Hell under the Rising Sun
Title | Hell under the Rising Sun PDF eBook |
Author | Kelly E. Crager |
Publisher | Texas A&M University Press |
Pages | 228 |
Release | 2008-01-22 |
Genre | History |
ISBN | 9781585446353 |
Late in 1940, the young men of the 2nd Battalion, 131st Field Artillery Regiment stepped off the trucks at Camp Bowie in Brownwood, Texas, ready to complete the training they would need for active duty in World War II. Many of them had grown up together in Jacksboro, Texas, and almost all of them were eager to face any challenge. Just over a year later, these carefree young Texans would be confronted by horrors they could never have imagined.
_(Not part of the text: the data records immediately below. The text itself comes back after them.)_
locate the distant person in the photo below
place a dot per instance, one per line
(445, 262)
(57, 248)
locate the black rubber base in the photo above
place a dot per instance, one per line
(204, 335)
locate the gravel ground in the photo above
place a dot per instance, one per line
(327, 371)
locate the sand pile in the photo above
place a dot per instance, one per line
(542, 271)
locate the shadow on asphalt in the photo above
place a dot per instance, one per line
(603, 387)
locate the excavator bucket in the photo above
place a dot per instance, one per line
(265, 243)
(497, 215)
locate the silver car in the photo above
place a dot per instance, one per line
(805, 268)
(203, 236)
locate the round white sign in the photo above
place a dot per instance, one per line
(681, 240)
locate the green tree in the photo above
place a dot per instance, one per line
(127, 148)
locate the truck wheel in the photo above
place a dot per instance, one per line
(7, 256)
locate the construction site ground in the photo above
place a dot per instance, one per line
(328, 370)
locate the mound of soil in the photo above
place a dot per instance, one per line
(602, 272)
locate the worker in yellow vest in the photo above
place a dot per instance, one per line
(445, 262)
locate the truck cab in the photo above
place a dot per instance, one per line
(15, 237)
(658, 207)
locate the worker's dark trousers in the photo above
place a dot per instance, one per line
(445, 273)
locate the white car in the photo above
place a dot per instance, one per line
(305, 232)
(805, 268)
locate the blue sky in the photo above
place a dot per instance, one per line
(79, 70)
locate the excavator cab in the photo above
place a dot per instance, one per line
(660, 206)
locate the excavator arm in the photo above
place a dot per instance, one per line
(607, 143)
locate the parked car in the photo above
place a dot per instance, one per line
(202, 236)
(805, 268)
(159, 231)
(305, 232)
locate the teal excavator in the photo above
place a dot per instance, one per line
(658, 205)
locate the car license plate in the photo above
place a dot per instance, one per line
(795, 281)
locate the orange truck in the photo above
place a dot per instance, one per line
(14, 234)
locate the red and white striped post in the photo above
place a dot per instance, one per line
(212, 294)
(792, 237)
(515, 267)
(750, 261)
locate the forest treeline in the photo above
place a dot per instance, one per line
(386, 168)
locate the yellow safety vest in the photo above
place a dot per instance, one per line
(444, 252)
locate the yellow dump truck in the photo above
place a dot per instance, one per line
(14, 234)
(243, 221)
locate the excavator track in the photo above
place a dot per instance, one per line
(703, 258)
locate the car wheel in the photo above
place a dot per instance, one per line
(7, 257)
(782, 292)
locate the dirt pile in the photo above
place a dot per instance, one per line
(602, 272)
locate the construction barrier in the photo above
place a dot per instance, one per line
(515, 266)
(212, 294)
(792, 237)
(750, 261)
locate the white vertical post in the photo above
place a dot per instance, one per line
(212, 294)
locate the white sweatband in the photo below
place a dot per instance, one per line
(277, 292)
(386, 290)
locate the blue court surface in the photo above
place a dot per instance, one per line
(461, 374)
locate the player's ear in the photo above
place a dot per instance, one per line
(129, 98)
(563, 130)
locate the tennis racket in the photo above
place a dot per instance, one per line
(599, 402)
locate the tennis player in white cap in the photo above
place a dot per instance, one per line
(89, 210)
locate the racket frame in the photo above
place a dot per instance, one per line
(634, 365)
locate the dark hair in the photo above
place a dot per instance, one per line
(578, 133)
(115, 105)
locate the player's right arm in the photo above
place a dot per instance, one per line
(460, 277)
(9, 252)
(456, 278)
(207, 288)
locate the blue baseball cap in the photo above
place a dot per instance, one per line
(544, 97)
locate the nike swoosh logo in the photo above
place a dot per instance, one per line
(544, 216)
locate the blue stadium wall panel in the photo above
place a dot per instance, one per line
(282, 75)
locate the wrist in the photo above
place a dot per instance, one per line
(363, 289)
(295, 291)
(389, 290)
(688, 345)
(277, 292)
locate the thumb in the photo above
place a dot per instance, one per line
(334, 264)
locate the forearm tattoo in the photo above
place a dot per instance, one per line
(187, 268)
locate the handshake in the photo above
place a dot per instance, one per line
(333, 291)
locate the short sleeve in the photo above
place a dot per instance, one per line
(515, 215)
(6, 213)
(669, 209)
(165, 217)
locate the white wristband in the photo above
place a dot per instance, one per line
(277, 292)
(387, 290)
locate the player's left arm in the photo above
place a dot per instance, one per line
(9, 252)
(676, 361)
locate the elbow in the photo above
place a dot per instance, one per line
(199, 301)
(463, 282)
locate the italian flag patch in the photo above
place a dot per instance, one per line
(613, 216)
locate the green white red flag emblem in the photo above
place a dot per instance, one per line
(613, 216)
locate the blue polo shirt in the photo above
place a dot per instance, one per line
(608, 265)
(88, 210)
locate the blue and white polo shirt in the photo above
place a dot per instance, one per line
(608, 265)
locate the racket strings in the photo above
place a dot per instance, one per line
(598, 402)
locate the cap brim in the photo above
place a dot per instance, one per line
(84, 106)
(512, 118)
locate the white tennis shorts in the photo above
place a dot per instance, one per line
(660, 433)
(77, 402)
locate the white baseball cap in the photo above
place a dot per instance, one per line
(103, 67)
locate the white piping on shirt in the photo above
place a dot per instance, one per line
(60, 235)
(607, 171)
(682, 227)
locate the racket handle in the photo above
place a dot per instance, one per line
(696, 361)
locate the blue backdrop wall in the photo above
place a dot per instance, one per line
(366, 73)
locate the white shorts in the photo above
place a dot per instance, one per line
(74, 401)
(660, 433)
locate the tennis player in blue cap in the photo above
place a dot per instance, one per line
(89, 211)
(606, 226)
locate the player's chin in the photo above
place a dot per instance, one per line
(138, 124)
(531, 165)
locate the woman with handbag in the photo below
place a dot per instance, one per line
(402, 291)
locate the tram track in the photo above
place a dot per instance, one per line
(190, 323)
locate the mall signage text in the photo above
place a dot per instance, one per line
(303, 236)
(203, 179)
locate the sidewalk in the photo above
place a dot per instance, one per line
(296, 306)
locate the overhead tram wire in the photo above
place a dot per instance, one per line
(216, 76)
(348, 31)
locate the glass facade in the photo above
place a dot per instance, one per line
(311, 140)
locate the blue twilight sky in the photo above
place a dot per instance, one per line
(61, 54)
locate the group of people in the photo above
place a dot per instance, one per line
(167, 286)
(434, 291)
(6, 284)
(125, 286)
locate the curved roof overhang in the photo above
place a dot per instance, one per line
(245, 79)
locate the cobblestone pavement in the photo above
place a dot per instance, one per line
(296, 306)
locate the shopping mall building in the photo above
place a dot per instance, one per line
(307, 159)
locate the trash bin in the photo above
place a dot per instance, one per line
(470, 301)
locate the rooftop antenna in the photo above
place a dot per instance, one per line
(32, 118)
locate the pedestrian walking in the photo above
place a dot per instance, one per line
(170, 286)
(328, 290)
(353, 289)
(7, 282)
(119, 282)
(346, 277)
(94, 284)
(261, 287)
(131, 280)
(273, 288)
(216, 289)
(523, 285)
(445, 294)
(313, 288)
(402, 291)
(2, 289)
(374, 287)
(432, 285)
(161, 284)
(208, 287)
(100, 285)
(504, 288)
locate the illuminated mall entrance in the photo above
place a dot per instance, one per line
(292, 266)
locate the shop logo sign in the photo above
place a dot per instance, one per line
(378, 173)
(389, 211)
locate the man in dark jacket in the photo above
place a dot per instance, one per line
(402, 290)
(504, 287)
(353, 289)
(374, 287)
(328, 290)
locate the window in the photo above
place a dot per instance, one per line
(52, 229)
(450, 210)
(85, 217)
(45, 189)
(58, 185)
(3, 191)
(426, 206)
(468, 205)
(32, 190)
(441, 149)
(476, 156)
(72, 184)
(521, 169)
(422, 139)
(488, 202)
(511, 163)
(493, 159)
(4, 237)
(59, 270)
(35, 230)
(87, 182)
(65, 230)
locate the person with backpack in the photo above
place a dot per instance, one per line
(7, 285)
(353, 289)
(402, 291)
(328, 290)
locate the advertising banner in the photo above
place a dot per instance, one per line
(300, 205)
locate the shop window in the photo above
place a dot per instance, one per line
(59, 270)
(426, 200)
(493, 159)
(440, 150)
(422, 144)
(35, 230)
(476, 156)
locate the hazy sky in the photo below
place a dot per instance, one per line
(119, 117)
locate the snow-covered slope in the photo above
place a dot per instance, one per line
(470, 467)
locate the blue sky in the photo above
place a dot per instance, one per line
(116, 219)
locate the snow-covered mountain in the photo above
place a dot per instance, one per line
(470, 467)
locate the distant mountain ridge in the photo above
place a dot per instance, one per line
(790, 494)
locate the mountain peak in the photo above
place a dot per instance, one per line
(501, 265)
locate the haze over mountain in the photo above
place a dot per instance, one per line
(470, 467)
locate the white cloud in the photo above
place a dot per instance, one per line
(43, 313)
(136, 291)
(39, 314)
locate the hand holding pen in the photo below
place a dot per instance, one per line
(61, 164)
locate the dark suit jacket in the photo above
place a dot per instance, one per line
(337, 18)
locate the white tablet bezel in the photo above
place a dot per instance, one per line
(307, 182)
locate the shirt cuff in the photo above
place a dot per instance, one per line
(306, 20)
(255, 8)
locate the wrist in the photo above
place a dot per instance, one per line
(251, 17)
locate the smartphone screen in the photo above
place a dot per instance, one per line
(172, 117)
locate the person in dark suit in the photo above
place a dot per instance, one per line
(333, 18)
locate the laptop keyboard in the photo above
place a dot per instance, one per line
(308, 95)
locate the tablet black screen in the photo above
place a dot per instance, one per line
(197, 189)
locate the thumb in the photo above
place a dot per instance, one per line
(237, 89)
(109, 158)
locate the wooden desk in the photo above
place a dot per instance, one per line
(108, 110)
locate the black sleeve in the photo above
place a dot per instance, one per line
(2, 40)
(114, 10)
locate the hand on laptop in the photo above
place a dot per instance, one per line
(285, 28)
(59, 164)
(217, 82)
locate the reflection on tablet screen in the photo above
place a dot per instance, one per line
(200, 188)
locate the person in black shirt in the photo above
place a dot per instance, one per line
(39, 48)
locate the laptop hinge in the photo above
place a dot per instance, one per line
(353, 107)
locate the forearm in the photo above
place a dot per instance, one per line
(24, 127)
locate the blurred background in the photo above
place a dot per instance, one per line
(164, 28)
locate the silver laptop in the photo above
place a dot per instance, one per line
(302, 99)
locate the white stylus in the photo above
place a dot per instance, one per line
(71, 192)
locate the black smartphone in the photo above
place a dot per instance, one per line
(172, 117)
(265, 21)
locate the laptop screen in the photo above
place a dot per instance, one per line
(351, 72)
The battalion was en route to bolster the Allied defense of the Philippines when they received news of the Japanese bombing of Pearl Harbor. Soon, they found themselves ashore on Java, with orders to assist the Dutch, British, and Australian defense of the island against imminent Japanese invasion. When war came to Java in March 1942, the Japanese forces overwhelmed the numerically inferior Allied defenders in little more than a week. For more than three years, the Texans, along with the sailors and marines who survived the sinking of the USS Houston, were prisoners of the Imperial Japanese Army. Beginning in late 1942, these prisoners-of-war were shipped to Burma to accelerate completion of the Burma-Thailand railway. These men labored alongside other Allied prisoners and Asian conscript laborers to build more than 260 miles of railroad for their Japanese taskmasters. They suffered abscessed wounds, near-starvation, daily beatings, and debilitating disease, and 89 of the original 534 Texans taken prisoner died in the infested, malarial jungles. The survivors received a hero’s welcome from Gov. Coke Stevenson, who declared October 29, 1945, as “Lost Battalion Day” when they finally returned to Texas. Kelly E. Crager consulted official documentary sources of the National Archives and the U.S. Army and mined the personal memoirs and oral history interviews of the “Lost Battalion” members. He focuses on the treatment the men received in their captivity and surmises that a main factor in the battalion’s comparatively high survival rate (84 percent of the 2nd Battalion) was the comraderie of the Texans and their commitment to care for each other. This narrative is grueling, yet ultimately inspiring. Hell under the Rising Sun will be a valuable addition to the collections of World War II historians and interested general readers alike.